Jack turned one last week. Although the possibility is there, I really think we are done having kids. I can't help but think that we are blessed to be the parents of two beautiful, funny, healthy, happy kids. I'm honestly scared to rock the boat. There was a time in my life that I was so sure that I was never going to have this opportunity. Who am I to ask for more? There are no guarantees that we are finished...but like I said before, I really think we are done.
Watching your kids grow fills your life with firsts. Their first bath, first tooth, first word, first step... But lately I have been thinking about lasts. I am trying not to mourn the lasts but to instead take a moment to celebrate them. It seems like lasts sneak by without anyone noticing them. You are amazed to look back and realize that the last of something already occurred without you paying any attention.
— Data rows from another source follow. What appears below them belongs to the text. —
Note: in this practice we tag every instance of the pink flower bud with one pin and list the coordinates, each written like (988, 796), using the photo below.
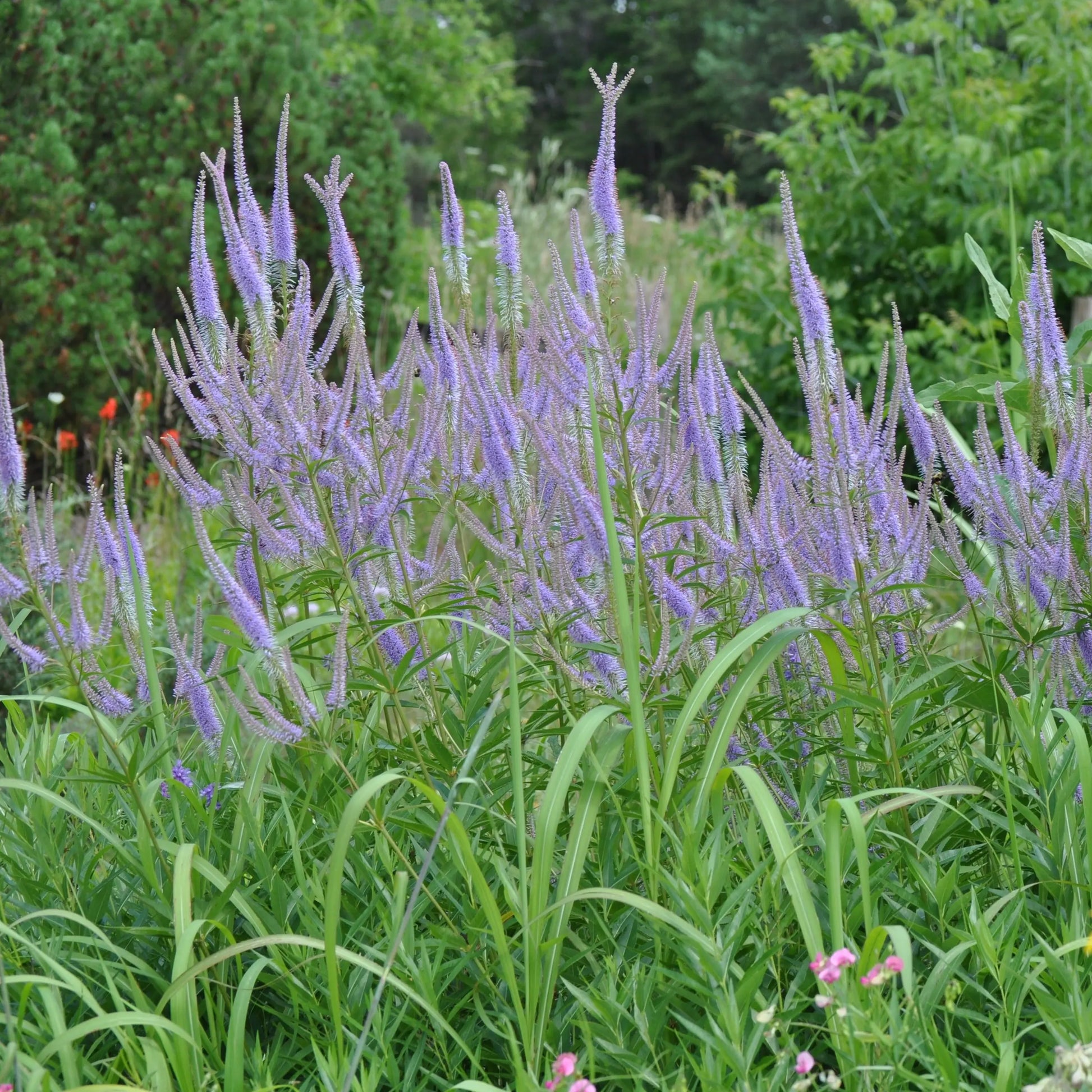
(565, 1065)
(875, 975)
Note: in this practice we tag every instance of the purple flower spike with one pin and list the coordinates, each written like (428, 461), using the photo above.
(336, 698)
(251, 218)
(810, 303)
(509, 277)
(451, 222)
(202, 279)
(1052, 344)
(603, 181)
(11, 456)
(343, 255)
(283, 226)
(582, 267)
(11, 586)
(34, 659)
(244, 609)
(451, 234)
(182, 774)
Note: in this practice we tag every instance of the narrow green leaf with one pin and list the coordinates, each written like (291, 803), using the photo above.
(1077, 250)
(998, 294)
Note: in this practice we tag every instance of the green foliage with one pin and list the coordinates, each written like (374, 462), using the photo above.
(704, 71)
(158, 943)
(104, 107)
(929, 126)
(450, 83)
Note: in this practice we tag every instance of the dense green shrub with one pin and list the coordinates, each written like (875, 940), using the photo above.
(925, 123)
(104, 109)
(448, 78)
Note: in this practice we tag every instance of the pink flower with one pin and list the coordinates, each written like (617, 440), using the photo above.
(565, 1065)
(874, 976)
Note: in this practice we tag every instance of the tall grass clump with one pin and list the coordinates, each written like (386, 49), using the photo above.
(535, 735)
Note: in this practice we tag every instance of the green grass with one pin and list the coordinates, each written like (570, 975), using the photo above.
(589, 891)
(465, 873)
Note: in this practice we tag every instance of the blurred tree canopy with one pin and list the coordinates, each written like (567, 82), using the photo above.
(105, 107)
(706, 74)
(926, 125)
(449, 79)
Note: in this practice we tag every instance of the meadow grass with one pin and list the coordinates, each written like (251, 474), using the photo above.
(507, 840)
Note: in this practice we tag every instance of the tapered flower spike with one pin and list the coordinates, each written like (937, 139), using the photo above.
(603, 181)
(11, 455)
(810, 303)
(34, 659)
(251, 218)
(343, 255)
(202, 280)
(452, 242)
(584, 273)
(283, 225)
(242, 260)
(1048, 330)
(509, 274)
(11, 586)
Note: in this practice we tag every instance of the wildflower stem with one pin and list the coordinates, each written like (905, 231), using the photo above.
(627, 640)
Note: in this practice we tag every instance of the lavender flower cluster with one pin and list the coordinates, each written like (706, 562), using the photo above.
(465, 478)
I never knew that my last IVF injection was my last. I had no idea that it was going to work and that we would be finally finished with such a discouraging yet exciting time of our lives. I took a million pregnancy tests with Jack, every time enjoying the appearance of that beautiful pink line. I had no idea he would be born two weeks early and that my last positive test was actually my last. I have heard that for "normal" people often their first test is their last...I however fondly disagree. I tested the entire nine months I was pregnant feeling the same excitement grow as the line appeared quicker and darker.
I have no idea exactly when Lily took her very last bottle. I do know that Jack is getting close. It is funny that we want to wean our kids to move them forward onto sippy cups and then cups without lids, never taking the chance to notice that their independence has grown and they no longer need us to rock them as they drink their milk. I celebrated Jack's last nursing because it had been such a struggle, but I know there were good moments. I breastfed Jack while sitting on main street at the Western Development Museum. It is one of my few fond memories of breastfeeding. We go there a lot. I had no idea that breastfeeding would be long over before I returned to main street with my formula fed baby. Jack no longer needs to be rocked to sleep at night. I have no idea how that happened. It is so nice to be able to shorten the bedtime routine, but I know I am going to miss those moments of having him or Lily asleep in my arms. I have no idea when they both started solids, but I know they no longer need me to feed them their baby cereal. I remember the moment Lily learned to walk, but I can't remember the last time she used her fantastically fast crawling abilities to get around. We are headed that way with Jack. I will be so excited to see him walk. I know he wants to walk so badly. But I will miss the determined way he makes every movement as he crawls and that tiny little bum shaking its way across the floor.
I know that moving forward is the way we live life. I know that we need to celebrate our children's successes and independence. I just want to stop taking for granted the struggles of parenting toddlers and infants. I know already that I am going to love watching my kids become adults...but boy am I going to miss this!!